Is Pinterest and blogging (the type of blogging that I normally do, posting pictures of things that I think are pretty or interesting) curation? Curation meaning, by my definition, carefully selecting things in order to create a message or impact when they are all together. The article seems to say, 'Maybe but probably not.': "
“Curation” does imply something far more deliberate than these inspiration blogs, whose very point is to put the viewer into an aesthetic reverie unencumbered by thought or analysis. These sites are not meant (as curation is) to make us more conscious, but less so. "It's true. When I see each picture, I have a jolt of creative input (which feels good and stimulating) and I judge it (which feels like I am accomplishing something, putting the universe in order). I also want to make for myself a personal "catalogue of curiosities" (hence the motto for this blog) so that I can go back and find the things that were pleasing to me in order to connect them to other ideas or to act upon them in some way. She continues...

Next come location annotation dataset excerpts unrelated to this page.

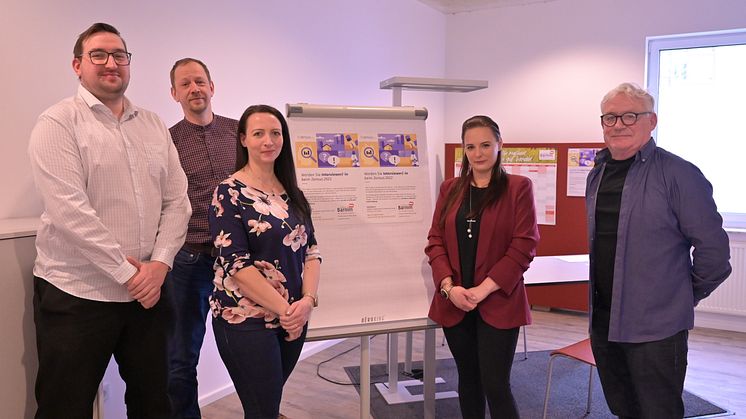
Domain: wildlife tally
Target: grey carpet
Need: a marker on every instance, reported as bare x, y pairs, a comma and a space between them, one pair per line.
568, 396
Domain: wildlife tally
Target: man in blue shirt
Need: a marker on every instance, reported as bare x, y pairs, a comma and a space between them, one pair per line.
657, 247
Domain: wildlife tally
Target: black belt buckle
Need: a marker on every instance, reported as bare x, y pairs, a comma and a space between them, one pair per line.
203, 249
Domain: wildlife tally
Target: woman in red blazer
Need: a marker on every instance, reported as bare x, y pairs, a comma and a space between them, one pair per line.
482, 239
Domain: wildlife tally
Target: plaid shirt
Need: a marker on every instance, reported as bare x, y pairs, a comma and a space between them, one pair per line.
208, 156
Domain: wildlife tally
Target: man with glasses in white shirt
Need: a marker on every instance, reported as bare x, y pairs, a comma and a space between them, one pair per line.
115, 214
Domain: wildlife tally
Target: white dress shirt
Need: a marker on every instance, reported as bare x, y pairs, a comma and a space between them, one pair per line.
111, 189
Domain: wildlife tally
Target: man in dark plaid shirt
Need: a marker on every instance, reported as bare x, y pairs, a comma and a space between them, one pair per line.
207, 150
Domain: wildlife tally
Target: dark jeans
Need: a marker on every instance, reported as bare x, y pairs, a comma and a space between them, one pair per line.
189, 285
259, 361
76, 338
484, 358
642, 380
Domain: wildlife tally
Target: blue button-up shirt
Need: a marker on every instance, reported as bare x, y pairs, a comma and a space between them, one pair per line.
671, 248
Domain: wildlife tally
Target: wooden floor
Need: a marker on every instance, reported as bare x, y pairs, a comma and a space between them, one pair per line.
717, 369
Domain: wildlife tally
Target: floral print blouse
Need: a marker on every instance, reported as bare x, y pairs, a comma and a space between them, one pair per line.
252, 228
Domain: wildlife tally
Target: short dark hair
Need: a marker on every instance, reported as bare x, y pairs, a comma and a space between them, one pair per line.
184, 61
93, 29
284, 167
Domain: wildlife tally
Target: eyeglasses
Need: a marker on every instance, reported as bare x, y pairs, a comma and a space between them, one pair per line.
102, 57
628, 118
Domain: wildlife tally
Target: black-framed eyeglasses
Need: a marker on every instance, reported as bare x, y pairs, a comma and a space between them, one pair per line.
628, 118
102, 57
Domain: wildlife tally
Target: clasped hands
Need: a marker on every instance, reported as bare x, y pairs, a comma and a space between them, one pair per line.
145, 285
467, 299
295, 317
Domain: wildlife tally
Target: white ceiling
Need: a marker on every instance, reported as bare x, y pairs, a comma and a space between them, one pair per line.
461, 6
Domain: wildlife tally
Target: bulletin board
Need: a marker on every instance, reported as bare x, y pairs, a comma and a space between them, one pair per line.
570, 233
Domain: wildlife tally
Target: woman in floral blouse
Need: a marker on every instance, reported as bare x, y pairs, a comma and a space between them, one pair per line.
267, 270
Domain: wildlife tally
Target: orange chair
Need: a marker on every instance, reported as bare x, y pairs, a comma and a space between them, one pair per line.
580, 351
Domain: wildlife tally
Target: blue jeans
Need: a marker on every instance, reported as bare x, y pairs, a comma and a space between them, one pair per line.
189, 284
259, 361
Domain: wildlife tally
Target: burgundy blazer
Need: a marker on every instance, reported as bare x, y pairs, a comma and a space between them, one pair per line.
508, 236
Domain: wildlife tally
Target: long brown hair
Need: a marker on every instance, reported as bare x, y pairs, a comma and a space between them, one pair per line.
284, 168
498, 180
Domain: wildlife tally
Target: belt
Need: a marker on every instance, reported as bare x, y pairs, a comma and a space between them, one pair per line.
204, 249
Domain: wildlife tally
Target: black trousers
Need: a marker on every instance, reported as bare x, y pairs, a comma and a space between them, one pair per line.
484, 358
76, 338
642, 380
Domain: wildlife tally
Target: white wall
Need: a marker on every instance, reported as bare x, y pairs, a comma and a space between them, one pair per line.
549, 64
274, 52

"That might be O.K., but it also means they have a lot more in common with advertising than they do with curation. After all, advertising trains us to keep our desire always at the ready, nurturing that feeling that something is missing, then redirecting it toward a tangible product. In the end, all that pent-up yearning needs a place to go, and now it has that place online. But products are no longer the point. The feeling is the point. And now we can create that feeling for ourselves, then pass it around like a photo album of the life we think we were meant to have but don’t, the people we think we should be but aren’t."I feel very pinned to the wall with this one. It reminds me of some notes I took at a youth group weekend away. The speaker said something about training our "wanters" to want things that are good things (Christ) not bad things (pride/sin). It seems as though our wanters are so highly stimulated that when we are not being pelted with advertising we seek out similar stimulation elsewhere. It's like being a child who is given candy for good behaviour and then goes on to be a candy connoisseur and candy collector and opens up a factory to create and sell candy when the point the whole time was to encourage good behaviour. Or something.
J just came in a read my thoughts so far and said that I shouldn't be so put out by all of this. All of us walk around with holes in our hearts that look to everything to tell us who we were meant to be and what lives we were meant to have. Pinterest, et al. are just one manifestation of where we look to have our hearts filled. But to look at our Creator and to know and see that He made us who we are and loves us is the only completion that we can have. Having that knowledge and love at the centre of our hearts lets Pinterest and everything else fall in to their appropriate place: diversion.